Among a half-dozen orchestral selections, the standout was Bruckner’s Fourth Symphony with Bernard Haitink conducting the London Symphony Orchestra (24/48, B&W Society of Sound). The receiver’s wide dynamic capability was tailor-made for Bruckner’s massive architecture and surging waves. I could play it pretty loud with minimal fatigue—though the room-corrected presentation was thinner, harder, and less palatable than the Pure Direct presentation, without room correction, Phase Control, or bass management. The lack of bass management was never a deal breaker thanks to the receiver’s potent bass response. It gave the Paradigms’ 7-inch aluminum woofers a good kick.
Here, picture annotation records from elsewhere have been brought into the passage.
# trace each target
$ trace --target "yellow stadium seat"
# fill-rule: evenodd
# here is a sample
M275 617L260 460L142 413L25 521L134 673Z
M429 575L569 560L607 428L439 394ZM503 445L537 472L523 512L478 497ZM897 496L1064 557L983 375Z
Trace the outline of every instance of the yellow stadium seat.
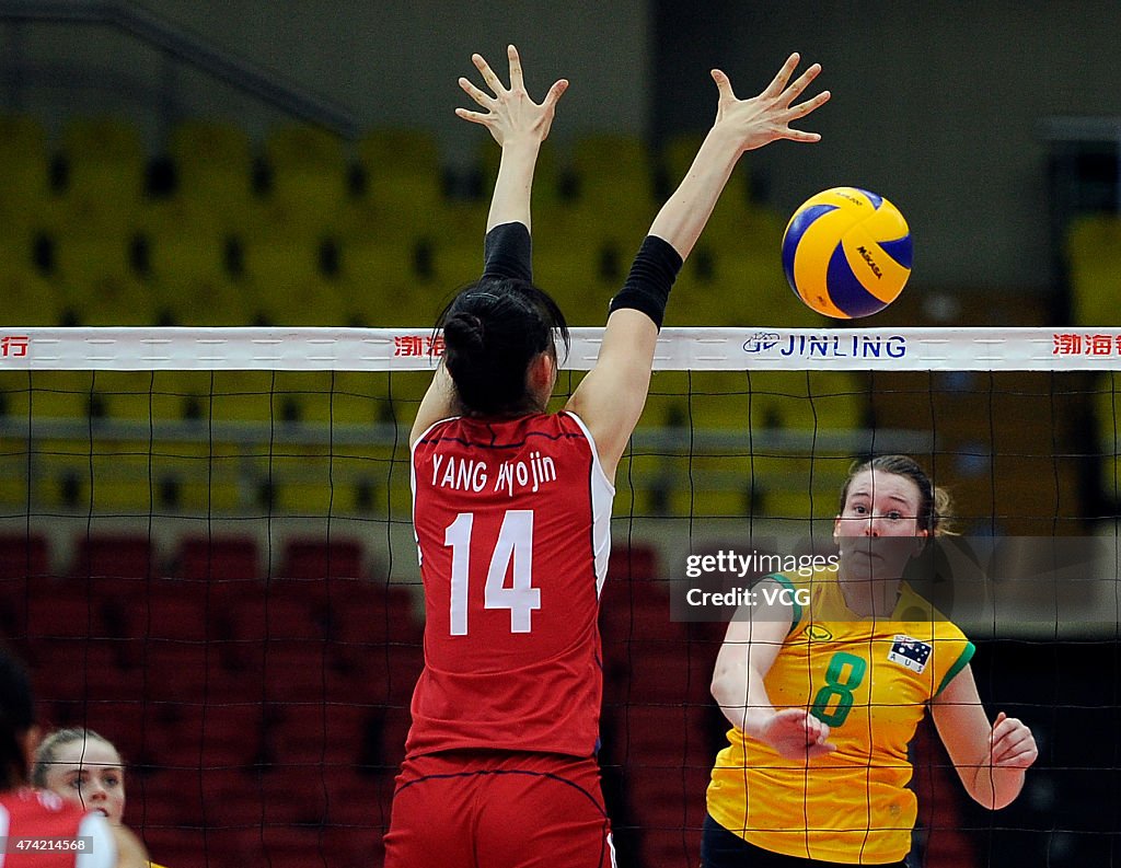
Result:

When not luxuriating in high resolution, I used a few other forms of network connectivity for background listening. AirPlay required me to enable Network Standby in the receiver GUI, then select the SC-68 as a playback source on my iPod touch. DLNA functioned with two different router-connected computers using both wired and wireless connections—the latter was a first for me. The SC-68 detected my WinXP desktop PC via Ethernet, and once I OK’d the receiver as a media-sharing device at the PC end, the receiver could pull music off the PC’s hard drive. The receiver also detected a Win7 laptop linked to the router via Wi-Fi. This time the process was automatic—I didn’t have to OK media sharing in Win7. It just worked. In either case, the lower-quality lossy portions of my music library sounded as good as they could within their inherent limitations.

While I didn’t spend a lot of time making direct Class D versus Class AB comparisons between the SC-68 in the guest-receiver berth and the Pioneer Elite VSX-53 in the reference-receiver berth, I did play the entirety of Keith Jarrett’s Solo Concerts (LP) on the SC-68, a few weeks after playing it on the VSX-53. At first the SC-68 seemed to have both firmer bass and a cruder top end. But as I cruised to the Bremen concert encore, halfway through the set, some things had happened: The SC-68 and phono preamp warmed up and the top-end distinction diminished. By the time the Lausanne concert was under way—different recording, different hall, possibly different piano—the topend distinction diminished further, almost to the vanishing point, leaving the SC-68’s firmer bass as the one distinction of which I was absolutely certain. I could have spent weeks and weeks pursuing this.

If I were to live with the SC-68—and I could easily do so—I’d use MCACC and all the trimmings for the studio-constructed soundscapes of movies and rock, but my default mode for classical and jazz would be Pure Direct, which is more of a viable choice with great-sounding amplification. Which this receiver has. And I’m willing to underscore the point. With sentence fragments. To make sure you notice.

The Pioneer Elite SC-68 is not only a great audio/video receiver but a milestone in the growth of the product category. It’s the first AVR to include a highquality USB DAC and would be memorable for that alone. If you want to listen to high-resolution audio files through a receiver as they’re meant to be heard without a fancy standalone DAC, this is the only game in town. The D3 amplification is dynamically compelling and well rounded in other performance parameters. If you approach it without preconceptions, it’ll treat you right.

This receiver is not for everyone: More than most, Pioneer tends to favor the advanced user over the newbie, opting for versatility over simplicity whenever faced with the choice. But surround sophisticates will love toggling the receiver’s room correction, Phase Control, DAC controls, and other modes for the vast array of content that this receiver can support through its numerous wired and wireless connectivity options. If AVRs were people, this one would be part Muhammad Ali, part Albert Einstein.